So it really just is a piece of fault tolerance.
Though this is also how the Akka documentation advised on how to use the TCP system so I sticked with it.
So basically the server Actors will try to restart when something occurred they could not recover from while the client Actors will simply be killed to prevent anything from escalating.
I wanted to write a MapleStory server in Erlang but never got around to it, so I'm looking forward to seeing your progress because it is naturally going to be architecturally similar. Making each client an actor seems like the right thing to do. With that said, here are some considerations:
Don't really get what you mean by client affecting the server, but the main benefit I see in making each client an actor is to have the power to persist client state even if a server fails. You can look into making each client supervise its server actor, so if a server fails then the character data can be persisted and the client session can be automatically migrated to a functioning server. Akka has some cool health checking functionality, but I don't know if it's possible to have a many-to-one supervision scheme, or if it's even necessary - maybe there's a simpler way. I'm not overly familiar with Akka.

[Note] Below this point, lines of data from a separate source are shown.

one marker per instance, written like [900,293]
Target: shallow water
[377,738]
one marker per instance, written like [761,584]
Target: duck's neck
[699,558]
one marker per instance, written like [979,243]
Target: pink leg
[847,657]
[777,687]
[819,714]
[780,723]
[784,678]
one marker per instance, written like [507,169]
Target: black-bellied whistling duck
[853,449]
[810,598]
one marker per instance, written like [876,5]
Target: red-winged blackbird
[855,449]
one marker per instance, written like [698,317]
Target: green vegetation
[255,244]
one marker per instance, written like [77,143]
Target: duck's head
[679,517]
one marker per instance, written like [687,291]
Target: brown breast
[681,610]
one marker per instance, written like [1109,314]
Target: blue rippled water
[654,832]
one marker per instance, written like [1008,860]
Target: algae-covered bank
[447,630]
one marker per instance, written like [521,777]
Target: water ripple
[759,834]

Also I looked through your code a little bit (I like it when things are on Github) and it seems like you never keep characters in memory? Every time a user gets its character it re-constructs one from the database. If I'm not wrong, then perhaps you should look into changing that.
It seems like you have two actors per player (one as the Client, one unnamed representing the raw tcp connection between player and server), but I guess that doesn't really matter.
Like others have said, you really should use pattern matching on Options and similar things instead of for loops though, it's more readable and is considered good practice.
Have you thought about how you are going to implement cross-server messages? Right now I don't think you keep track of all clients in the server, so you should probably think about how you would implement a super megaphone (or buddy/guild chat, etc) because that's probably a design decision that needs to be made early on.
It seems like this is where there is added complexity by making each client its actor.